Diabetic Ulcer Treatment
For a patient with an established diabetic ulcer, initiate immediate sharp debridement of all necrotic tissue and callus, apply moisture-retentive dressings, implement strict off-loading of the affected area, assess vascular status urgently (with revascularization if toe pressure <30 mmHg or TcPO2 <25 mmHg), and treat any infection based on severity classification. 1, 2
Immediate Assessment Priorities
Ulcer Characterization
- Document the ulcer's exact location, size (length × width × depth), and appearance to establish baseline healing metrics 1
- Probe the wound directly to bone with a sterile probe—if bone is reached, assume osteomyelitis is present until proven otherwise 1
- Classify using Wagner or Texas grading systems to determine treatment intensity 1
Vascular Assessment (Critical—Do This Urgently)

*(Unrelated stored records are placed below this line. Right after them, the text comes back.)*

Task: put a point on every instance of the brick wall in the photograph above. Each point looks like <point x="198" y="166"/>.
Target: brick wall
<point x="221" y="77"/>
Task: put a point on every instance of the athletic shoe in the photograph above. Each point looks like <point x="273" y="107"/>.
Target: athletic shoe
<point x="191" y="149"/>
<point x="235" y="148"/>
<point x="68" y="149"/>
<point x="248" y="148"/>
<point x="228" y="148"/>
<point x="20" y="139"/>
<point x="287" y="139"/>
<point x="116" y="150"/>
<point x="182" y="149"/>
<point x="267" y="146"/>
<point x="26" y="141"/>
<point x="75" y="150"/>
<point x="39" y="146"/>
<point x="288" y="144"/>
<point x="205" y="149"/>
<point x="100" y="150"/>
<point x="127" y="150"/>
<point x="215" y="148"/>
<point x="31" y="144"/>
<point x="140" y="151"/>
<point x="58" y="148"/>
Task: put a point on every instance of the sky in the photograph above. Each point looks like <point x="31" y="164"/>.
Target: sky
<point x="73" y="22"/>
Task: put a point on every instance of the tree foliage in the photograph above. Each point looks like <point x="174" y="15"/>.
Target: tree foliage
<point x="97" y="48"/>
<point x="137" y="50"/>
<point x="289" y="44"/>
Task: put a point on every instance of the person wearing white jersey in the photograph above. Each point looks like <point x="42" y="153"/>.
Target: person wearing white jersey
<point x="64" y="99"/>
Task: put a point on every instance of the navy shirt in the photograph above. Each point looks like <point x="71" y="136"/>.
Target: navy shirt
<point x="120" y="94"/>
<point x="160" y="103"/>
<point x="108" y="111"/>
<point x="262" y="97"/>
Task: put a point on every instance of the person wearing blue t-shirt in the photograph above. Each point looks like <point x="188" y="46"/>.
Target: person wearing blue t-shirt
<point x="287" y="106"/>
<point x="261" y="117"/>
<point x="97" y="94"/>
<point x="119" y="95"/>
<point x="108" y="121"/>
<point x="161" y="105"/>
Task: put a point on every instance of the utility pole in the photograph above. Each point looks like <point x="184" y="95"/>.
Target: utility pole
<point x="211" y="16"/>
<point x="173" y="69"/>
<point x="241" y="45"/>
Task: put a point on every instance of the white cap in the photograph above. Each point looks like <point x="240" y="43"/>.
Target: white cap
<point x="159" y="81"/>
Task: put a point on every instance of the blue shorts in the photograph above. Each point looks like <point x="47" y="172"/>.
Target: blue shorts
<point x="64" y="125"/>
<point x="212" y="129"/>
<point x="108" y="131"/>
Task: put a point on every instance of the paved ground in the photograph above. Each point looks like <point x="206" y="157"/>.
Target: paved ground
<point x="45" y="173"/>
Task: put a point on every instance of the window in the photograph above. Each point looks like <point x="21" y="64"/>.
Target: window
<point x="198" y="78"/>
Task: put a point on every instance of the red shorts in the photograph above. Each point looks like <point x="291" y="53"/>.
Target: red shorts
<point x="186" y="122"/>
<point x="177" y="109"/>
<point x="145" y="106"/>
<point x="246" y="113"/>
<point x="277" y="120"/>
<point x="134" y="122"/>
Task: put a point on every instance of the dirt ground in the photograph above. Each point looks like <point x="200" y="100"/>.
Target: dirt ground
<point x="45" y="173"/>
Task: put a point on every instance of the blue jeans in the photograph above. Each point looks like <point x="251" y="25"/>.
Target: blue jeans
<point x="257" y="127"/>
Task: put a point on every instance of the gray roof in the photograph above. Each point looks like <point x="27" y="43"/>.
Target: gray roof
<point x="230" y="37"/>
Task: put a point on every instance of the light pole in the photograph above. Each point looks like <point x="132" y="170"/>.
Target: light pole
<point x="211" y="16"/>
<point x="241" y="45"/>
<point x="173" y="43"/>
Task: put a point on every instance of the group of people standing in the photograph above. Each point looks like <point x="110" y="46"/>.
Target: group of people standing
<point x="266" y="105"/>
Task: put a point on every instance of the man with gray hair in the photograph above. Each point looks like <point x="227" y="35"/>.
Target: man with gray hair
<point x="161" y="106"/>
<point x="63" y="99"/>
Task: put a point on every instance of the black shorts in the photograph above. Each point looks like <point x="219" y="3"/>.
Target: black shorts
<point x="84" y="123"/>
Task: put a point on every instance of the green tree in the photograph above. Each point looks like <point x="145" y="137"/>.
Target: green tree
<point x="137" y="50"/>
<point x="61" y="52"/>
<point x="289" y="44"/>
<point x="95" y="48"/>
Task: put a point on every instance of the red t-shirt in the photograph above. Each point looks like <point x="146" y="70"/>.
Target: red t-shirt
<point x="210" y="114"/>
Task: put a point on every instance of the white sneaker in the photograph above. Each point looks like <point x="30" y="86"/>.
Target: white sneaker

- Measure toe pressure immediately: values <30 mmHg indicate critical ischemia requiring urgent revascularization within 24 hours 3, 1
- Obtain transcutaneous oxygen pressure (TcPO2): values <25 mmHg indicate inadequate perfusion for healing 3, 1
- Calculate ankle-brachial index (ABI), but recognize it may be falsely elevated (>1.3) due to arterial calcification in diabetes 1
- If ankle pressure is <50 mmHg or ABI <0.5, this is a non-healing ulcer requiring emergency vascular imaging and revascularization 3
Infection Assessment
- Look for purulent drainage, erythema extending >2 cm from wound edge, warmth, induration, or systemic signs (fever, elevated WBC, hyperglycemia) 1
- Classify infection severity: mild (superficial only), moderate (deeper structures involved), or severe (systemic toxicity present) 1
- Obtain deep tissue or bone cultures before starting antibiotics—avoid superficial swabs as they are unreliable 1
- Patients with PAD signs plus foot infection are at particularly high risk for major amputation and require emergency treatment 3
First-Line Treatment Protocol
Sharp Debridement (Essential First Step)
- Perform sharp debridement to remove all slough, necrotic tissue, and surrounding callus 2
- This should be done at the bedside or clinic—do not use surgical debridement when sharp debridement can be performed outside a sterile environment 2
- Frequency should be determined by clinical need, often weekly initially 2
- Relative contraindications include severe pain or critical ischemia (toe pressure <30 mmHg) 2
Wound Dressings
- Select dressings primarily based on exudate control, patient comfort, and cost 2
- Use basic moisture-retentive dressings that maintain a moist wound healing environment 2
- Avoid topical antiseptic or antimicrobial dressings as first-line treatment 2
- Do not use honey, collagen, alginate dressings, topical phenytoin, or herbal remedies 2
Off-Loading (Absolutely Critical)
- Implement strict off-loading (pressure relief) of the affected area—this is essential for healing 2
- For plantar ulcers, prescribe therapeutic footwear with demonstrated 30% plantar pressure reduction compared to standard therapeutic footwear 3
- Instruct patients never to walk barefoot, in socks only, or in thin-soled slippers 3
Infection Management
- Mild infection: Oral antibiotics with outpatient management 1
- Moderate/severe infection: Urgent surgical debridement plus broad-spectrum IV antibiotics 1
- Obtain inflammatory markers (ESR, CRP) if osteomyelitis is suspected 1
Revascularization Strategy (If Ischemic)
Indications for Urgent Revascularization
- Toe pressure <30 mmHg or TcPO2 <25 mmHg 3
- Ankle pressure <50 mmHg or ABI <0.5 3
- Any ulcer not improving within 6 weeks despite optimal management, regardless of bedside test results 3
Revascularization Goals
- Restore direct flow to at least one foot artery, preferably the artery supplying the wound region 3
- Achieve minimum skin perfusion pressure ≥40 mmHg, toe pressure ≥30 mmHg, or TcPO2 ≥25 mmHg 3
- Visualize the entire lower extremity arterial circulation, with detailed imaging of below-knee and pedal arteries 3
Technical Approach
- Both endovascular techniques and bypass surgery should be available—decisions made by multidisciplinary team based on PAD distribution, vein availability, comorbidities, and local expertise 3
- Use color Doppler ultrasound, CT angiography, MR angiography, or intra-arterial digital subtraction angiography for anatomical information 3
Adjunctive Therapies (Only If Not Healing After 2 Weeks)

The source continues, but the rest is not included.